Water would be sourced from the Snootli Creek above the waterfall, which is located just downstream of the existing HWD water intake. Northwest Hydraulic Consultants (NHC)1 and Worley Parsons have conducted a fairly thorough study of the Snootli Creek in the context of their work on the upgrades to Fish Hatchery. This has included a feasibility assessment of the two mini-hydro systems they have proposed. In their report, NHC estimated that the average discharge of the Snootli Creek at the HWD intake, ranges from 2.31 to 2.61 m3/s or 2,310 to 2,610 litres/second. Please refer to their report for more details. NHC has been conducting real time flow gauging and turbidity monitoring for the past two years. Both the HWD and the DFO would like to see a new creek intake constructed in place of the old one.

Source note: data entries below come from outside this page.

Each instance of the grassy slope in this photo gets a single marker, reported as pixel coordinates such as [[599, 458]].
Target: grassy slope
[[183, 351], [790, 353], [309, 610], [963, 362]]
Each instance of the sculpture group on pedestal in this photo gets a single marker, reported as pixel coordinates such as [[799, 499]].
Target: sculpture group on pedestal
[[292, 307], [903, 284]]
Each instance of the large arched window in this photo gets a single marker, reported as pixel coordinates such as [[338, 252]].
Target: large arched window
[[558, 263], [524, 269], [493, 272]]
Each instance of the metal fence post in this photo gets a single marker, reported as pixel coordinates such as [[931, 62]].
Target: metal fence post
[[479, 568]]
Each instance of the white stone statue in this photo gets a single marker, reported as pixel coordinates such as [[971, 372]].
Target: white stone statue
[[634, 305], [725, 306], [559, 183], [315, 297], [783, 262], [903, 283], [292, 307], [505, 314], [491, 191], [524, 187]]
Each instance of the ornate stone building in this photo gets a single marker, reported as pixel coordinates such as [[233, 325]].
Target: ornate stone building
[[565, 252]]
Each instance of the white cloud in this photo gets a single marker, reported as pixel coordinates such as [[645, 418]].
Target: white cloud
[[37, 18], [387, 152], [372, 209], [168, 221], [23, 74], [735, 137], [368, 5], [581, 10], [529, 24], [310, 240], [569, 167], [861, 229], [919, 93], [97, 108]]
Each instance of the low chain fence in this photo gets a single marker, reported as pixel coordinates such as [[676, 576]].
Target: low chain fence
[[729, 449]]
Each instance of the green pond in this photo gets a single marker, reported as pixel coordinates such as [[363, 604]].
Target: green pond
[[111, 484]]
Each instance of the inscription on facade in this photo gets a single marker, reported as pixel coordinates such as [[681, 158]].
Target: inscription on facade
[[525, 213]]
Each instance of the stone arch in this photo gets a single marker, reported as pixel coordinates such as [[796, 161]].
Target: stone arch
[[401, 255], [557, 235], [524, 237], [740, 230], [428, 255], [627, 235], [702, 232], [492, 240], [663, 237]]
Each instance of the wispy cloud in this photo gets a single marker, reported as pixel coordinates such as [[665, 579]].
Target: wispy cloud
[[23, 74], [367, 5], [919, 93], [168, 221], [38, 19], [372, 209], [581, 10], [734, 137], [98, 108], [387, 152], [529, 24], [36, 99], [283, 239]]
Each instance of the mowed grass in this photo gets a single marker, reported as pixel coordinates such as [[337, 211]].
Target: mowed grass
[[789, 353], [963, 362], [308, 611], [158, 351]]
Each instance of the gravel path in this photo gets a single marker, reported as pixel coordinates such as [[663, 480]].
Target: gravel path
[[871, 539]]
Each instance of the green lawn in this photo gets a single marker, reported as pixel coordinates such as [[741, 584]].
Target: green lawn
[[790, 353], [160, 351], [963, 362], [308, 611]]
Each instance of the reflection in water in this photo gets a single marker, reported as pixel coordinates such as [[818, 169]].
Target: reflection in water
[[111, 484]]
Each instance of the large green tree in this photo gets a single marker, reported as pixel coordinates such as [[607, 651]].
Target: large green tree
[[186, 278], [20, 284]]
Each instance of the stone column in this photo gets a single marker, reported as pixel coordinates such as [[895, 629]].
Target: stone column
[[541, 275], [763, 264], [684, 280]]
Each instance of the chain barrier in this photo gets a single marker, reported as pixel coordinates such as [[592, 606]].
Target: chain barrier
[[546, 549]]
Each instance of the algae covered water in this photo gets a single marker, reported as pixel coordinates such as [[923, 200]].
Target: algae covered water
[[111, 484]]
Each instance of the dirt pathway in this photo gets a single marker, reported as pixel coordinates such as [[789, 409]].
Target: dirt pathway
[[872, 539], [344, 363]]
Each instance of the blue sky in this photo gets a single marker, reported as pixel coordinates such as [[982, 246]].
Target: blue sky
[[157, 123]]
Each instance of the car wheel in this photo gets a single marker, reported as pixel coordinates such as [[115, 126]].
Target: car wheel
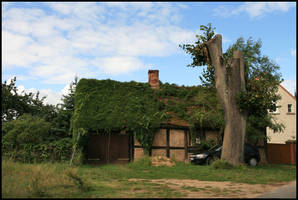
[[209, 160], [253, 162]]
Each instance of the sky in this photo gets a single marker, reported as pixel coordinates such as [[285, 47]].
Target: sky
[[46, 44]]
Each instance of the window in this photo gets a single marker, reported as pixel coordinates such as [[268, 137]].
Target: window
[[274, 109], [289, 107]]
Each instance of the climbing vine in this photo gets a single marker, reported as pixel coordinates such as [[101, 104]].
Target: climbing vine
[[104, 106]]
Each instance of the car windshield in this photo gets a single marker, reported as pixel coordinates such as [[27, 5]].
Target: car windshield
[[216, 147]]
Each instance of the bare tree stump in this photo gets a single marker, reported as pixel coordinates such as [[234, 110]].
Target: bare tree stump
[[229, 81]]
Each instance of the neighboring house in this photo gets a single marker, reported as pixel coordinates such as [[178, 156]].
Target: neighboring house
[[286, 114], [93, 112]]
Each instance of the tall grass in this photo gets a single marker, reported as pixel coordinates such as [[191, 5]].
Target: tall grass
[[39, 180], [62, 181]]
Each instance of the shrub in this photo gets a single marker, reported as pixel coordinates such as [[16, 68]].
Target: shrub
[[144, 161], [221, 164], [26, 140]]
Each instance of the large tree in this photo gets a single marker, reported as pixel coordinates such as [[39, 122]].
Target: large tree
[[257, 96], [15, 103]]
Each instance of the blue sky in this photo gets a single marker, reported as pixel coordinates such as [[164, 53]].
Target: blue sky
[[46, 44]]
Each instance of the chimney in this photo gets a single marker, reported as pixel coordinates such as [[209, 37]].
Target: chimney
[[153, 79]]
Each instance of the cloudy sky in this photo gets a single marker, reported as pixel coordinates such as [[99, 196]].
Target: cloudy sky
[[46, 44]]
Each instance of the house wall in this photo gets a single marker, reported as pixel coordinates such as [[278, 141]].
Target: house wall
[[282, 115], [169, 142], [282, 153]]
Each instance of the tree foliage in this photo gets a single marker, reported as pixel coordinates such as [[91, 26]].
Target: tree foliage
[[15, 104], [261, 75]]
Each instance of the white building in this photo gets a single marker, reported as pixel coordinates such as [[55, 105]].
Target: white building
[[285, 114]]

3.2 System Water Requirements

The following water withdrawals are allowed under current water licencing: Hagensborg Water District (domestic water supply) 7.5 l/s

DFO Fish Hatchery (from Snootli Creek) 136 l/s

3.3 Powerhouse location and optimization

Option 1 – DFO Site C In Chapters 5 and 6 their report, NHC presented a detailed recommendation of their mini-hydro proposal described above (Figure 3). A new creek intake would be built at the same location as the existing intake. The existing HWD water supply line would be connected to this new intake. A dedicated 12” diameter DFO pipeline would be installed from the new intake structure down to the hatchery.

1 NHC. 2013. Fisheries and Oceans Canada. Snootli Creek Hatchery Flood Hazard and Water Supply Assessment. Prepared for WorleyParsons.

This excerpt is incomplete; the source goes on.